- Abbreviation: WPF
- Leader: Kalonzo Musyoka
- Chairman: Chirau Ali Mwakwere
- Secretary-General: Judith Achieng Sijeny
- Party Leader: Kalonzo Musyoka
- Vice Chairman: Mutula Kilonzo Jnr
- Founder: Kalonzo Musyoka
- Founded: March 2006
- Split from: Orange Democratic Movement
- Headquarters: Wiper House, Karen, Nairobi
- Ideology: Social democracy
- Political position: Centre-left
- National affiliation: CORD (2012–2016); NASA (2017); Azimio la Umoja–One Kenya (2022–present);
- International affiliation: Centrist Democrat International
- Colours: Blue White Red
- National Assembly: 25 / 349
- Senate: 3 / 67

Website
- www.wiper.co.ke

= Wiper Patriotic Front =

Kenyan political party

The Wiper Patriotic Front (WPF), until 2025 known as the Wiper Democratic Movement–Kenya (WDM), and originally called the Orange Democratic Movement–Kenya (ODM–Kenya), is a political party in Kenya, which originated as a result of the 2005 Kenyan constitutional referendum. The party tends to be more popular among the Kamba people. It is headed by Kalonzo Musyoka, who ran for president in 2007 and served as the vice-president in the Grand Coalition of Mwai Kibaki and Raila Odinga. WPF is now a member of the main opposition Azimio La Umoja coalition.

==2007 elections==

The present Wiper Democratic Movement, originally known as ODM-Kenya was created as a result a split between Kalonzo Musyoka and Raila Odinga in mid-August 2007. Raila's group, which also included Musalia Mudavadi, William Ruto, Joseph Nyagah and Najib Balala bought out the original ODM party from Mugambi Imanyara, while Kalonzo's group, consisting of himself and Dr. Julia Ojiambo remained in the shell of the party. The two factions held their elections for presidential candidate on consecutive days at the Kasarani sports complex in Nairobi. On 31 August 2007, Kalonzo Musyoka defeated Julia Ojiambo for the ODM–Kenya ticket. On September 1 Raila Odinga was selected the ODM presidential candidate. Raila and Kalonzo faced president Kibaki in the general election. Kalonzo took a distant third place, but in January 2008 he became vice-president of Kenya under Kibaki, whose victory was disputed by Raila Odinga and the ODM.
Following the 2007-2008 Kenyan crisis, which resulted in a great loss of life, a government of national unity was formed between Kibaki's PNU and Odinga's ODM, with Musyoka retaining his position as vice-president. So far, Musyoka is one of two Wiper Democratic Movement politicians in the cabinet, with Mutula Kilonzo as Minister for Justice and Constitutional Affairs, as his faction received very little support in the parliamentary election.

==Political Parties Act==

Wiper Democratic Movement logo

In December 2008, Wiper Democratic Movement held party elections to comply with the recently passed Political Parties Act.

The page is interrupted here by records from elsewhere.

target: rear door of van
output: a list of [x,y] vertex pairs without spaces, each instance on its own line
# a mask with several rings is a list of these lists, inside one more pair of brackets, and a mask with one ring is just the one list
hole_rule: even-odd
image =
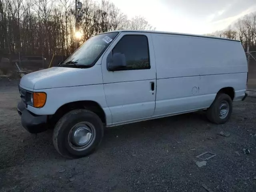
[[[109,54],[117,53],[124,54],[126,66],[118,70],[109,71],[107,68],[107,57]],[[122,32],[103,56],[102,69],[112,125],[153,115],[156,74],[150,33]]]

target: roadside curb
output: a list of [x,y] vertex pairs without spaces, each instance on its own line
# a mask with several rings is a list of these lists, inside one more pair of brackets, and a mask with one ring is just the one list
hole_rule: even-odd
[[256,90],[247,90],[246,93],[248,94],[248,97],[256,97]]

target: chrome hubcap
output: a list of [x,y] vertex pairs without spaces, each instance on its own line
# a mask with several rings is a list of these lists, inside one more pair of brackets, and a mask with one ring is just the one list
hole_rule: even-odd
[[76,151],[90,146],[95,139],[95,129],[89,122],[81,122],[74,126],[68,134],[68,145]]
[[221,119],[224,119],[228,114],[229,112],[229,104],[226,101],[222,101],[220,106],[220,114],[219,116]]

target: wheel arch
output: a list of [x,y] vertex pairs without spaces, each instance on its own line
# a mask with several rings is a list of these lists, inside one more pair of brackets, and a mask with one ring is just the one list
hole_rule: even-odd
[[230,97],[230,98],[231,98],[232,101],[233,101],[235,98],[235,90],[234,88],[232,87],[226,87],[222,88],[218,91],[218,93],[217,93],[216,96],[221,93],[224,93],[228,95]]
[[51,123],[56,124],[64,114],[72,110],[78,109],[86,109],[93,112],[99,116],[104,124],[106,124],[106,117],[103,108],[98,103],[92,100],[77,101],[63,104],[51,116]]

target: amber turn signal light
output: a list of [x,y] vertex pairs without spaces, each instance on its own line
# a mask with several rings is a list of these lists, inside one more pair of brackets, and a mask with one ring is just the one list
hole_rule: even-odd
[[44,92],[33,93],[33,105],[40,108],[44,106],[46,101],[46,94]]

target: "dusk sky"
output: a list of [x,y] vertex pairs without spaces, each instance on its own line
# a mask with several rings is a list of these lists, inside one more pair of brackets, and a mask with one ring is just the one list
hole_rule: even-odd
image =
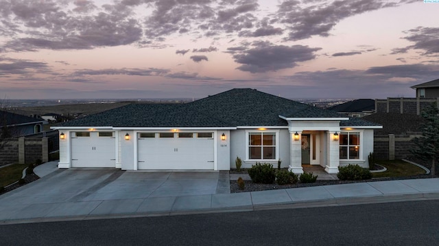
[[439,79],[423,0],[0,0],[1,99],[414,97]]

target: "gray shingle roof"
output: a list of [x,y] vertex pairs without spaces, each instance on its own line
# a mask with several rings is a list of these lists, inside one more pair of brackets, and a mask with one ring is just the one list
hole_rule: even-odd
[[0,124],[6,126],[16,124],[34,124],[45,122],[41,118],[34,118],[32,117],[19,115],[17,113],[0,111]]
[[287,126],[286,118],[340,118],[336,112],[252,89],[233,89],[185,104],[132,104],[62,126],[235,127]]
[[410,88],[426,88],[426,87],[439,87],[439,79],[423,83],[418,85],[410,86]]

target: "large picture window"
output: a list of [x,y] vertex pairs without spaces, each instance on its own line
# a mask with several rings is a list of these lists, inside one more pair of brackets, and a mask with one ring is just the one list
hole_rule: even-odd
[[248,157],[255,160],[276,159],[276,133],[250,133]]
[[340,137],[340,159],[359,159],[359,133],[342,133]]

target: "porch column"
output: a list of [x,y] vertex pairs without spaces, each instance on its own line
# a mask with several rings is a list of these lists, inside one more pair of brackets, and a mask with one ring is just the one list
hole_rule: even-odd
[[[324,171],[328,174],[338,173],[338,166],[340,164],[340,142],[338,140],[333,139],[334,131],[328,131],[327,133],[327,162],[324,167]],[[339,133],[340,134],[340,133]]]
[[297,132],[299,135],[298,140],[294,140],[296,132],[289,132],[289,165],[288,171],[296,174],[303,174],[302,168],[302,132]]

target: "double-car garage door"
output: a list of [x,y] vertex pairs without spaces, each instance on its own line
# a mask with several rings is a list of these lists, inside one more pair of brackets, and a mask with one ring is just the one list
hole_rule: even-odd
[[213,170],[213,133],[138,134],[139,170]]

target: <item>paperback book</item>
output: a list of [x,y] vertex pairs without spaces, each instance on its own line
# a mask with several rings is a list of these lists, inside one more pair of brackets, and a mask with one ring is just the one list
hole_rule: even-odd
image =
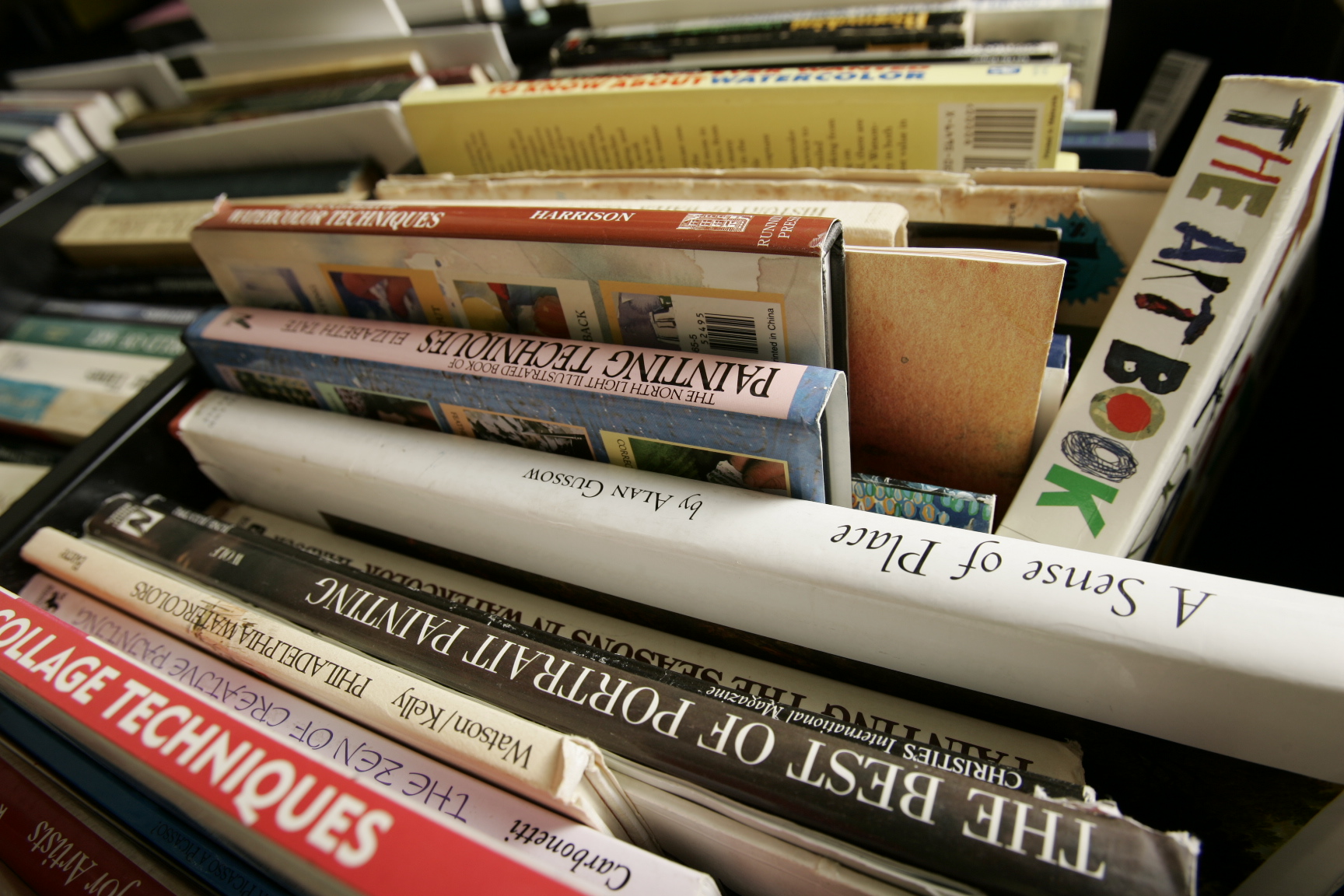
[[[712,686],[671,672],[650,674],[645,664],[567,638],[461,604],[433,606],[387,583],[375,591],[351,572],[168,501],[113,500],[86,528],[387,662],[491,695],[562,729],[582,728],[641,764],[935,873],[1011,893],[1193,892],[1198,845],[1187,834],[1159,834],[1097,803],[1051,799],[1047,786],[1028,795],[1031,772],[991,775],[965,760],[931,762],[931,751],[918,754],[871,732],[845,736],[843,725],[786,723],[781,715],[797,717],[798,711],[753,712],[757,701],[716,697]],[[435,611],[457,617],[449,650],[414,646],[398,634],[403,618],[409,626]],[[991,821],[991,806],[1008,802],[1020,818],[1017,849],[999,842],[1000,827]],[[1036,834],[1048,846],[1042,850],[1048,864],[1015,856],[1034,811],[1048,825]],[[985,830],[974,829],[980,823]]]
[[1067,86],[1063,64],[840,64],[464,85],[402,110],[430,173],[1052,168]]
[[192,246],[233,305],[844,368],[828,218],[224,203]]
[[[601,892],[470,827],[445,830],[351,782],[300,744],[255,746],[254,729],[191,688],[0,592],[0,690],[128,774],[153,780],[222,837],[301,891],[398,896],[438,885],[438,862],[468,888]],[[168,750],[165,750],[168,748]],[[308,799],[300,809],[300,803]],[[423,861],[434,854],[435,864]]]
[[185,340],[235,392],[848,502],[839,371],[270,309],[207,312]]
[[528,476],[534,451],[228,394],[177,433],[228,497],[314,525],[1344,780],[1337,598],[547,457],[602,482],[585,498]]
[[[906,484],[911,485],[911,484]],[[1038,737],[1003,725],[981,721],[937,707],[927,707],[859,688],[778,662],[716,647],[691,638],[637,625],[624,618],[560,603],[536,594],[511,588],[457,570],[435,566],[405,553],[374,547],[327,529],[296,523],[258,508],[223,502],[211,510],[220,520],[247,532],[289,544],[348,566],[359,572],[387,579],[434,598],[530,625],[599,647],[609,653],[646,662],[660,669],[700,678],[739,690],[749,697],[784,703],[829,716],[859,728],[872,728],[917,742],[921,747],[1005,764],[1062,782],[1083,783],[1078,752],[1068,744]],[[989,513],[981,513],[988,528]],[[406,544],[406,548],[411,548]],[[423,556],[434,545],[419,543]],[[438,549],[439,553],[442,549]]]
[[4,696],[0,696],[0,733],[30,755],[42,756],[52,775],[187,873],[224,892],[286,896],[269,873],[211,837],[196,821],[138,790],[125,775],[112,771]]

==2013 General Elections==
In mid-2011, the party changed its colours and symbol in order to differentiate itself from Raila Odinga's ODM party and was believed to be a central cog in a proposed political alliance intended to present a unified front against Raila in the 2013 general elections.
However, in December 2012, it became one of three political parties to support Odinga's soon-to-be-doomed presidential ambitions. The other parties supporting the failed presidential ambitions were FORD-Kenya and Orange Democratic Movement.

==2017 General Elections==
Wiper Democratic Movement entered in a Coalition with ODM, ANC Kenya and Ford Kenya to Form the National Super Alliance in the run up to 2017 presidential elections.

Like in 2013, the party was awarded the Deputy President ticket of what is Raila Odinga's last participation in Kenya presidential election. The coalition lost to jubilee party in the August 8, 2017 election and successfully petitioned the Supreme Court to annul the results.

The party supported the boycott in the repeat Presidential election on October 26, 2017, held during what is the incumbent President Uhuru Kenyatta's birthday.

The boycott saw over 12 million voters refusing to vote in what the opposition termed as prerigged election.

Wiper party leader refused to show up on January 30 for the swearing in ceremony for the People’s President Raila Odinga, a move that has left the party fighting for acceptance by its supporters who availed in numbers on that fateful day.

== 2022 General Elections ==
In the 2022 Kenyan general election, the party won 25 seats as part of Azimio la Umoja.

In May 2023, leader Musyoka threatened to abandon talks with the Azimio Coalition and their Kenya Kwanza Alliance.

On 18 June 2025, WDM notified the Office of the Registrar of Political Parties (ORPP) of its intention to change its name to Wiper Patriotic Front (WPF). The name change was certified on 1 August 2025.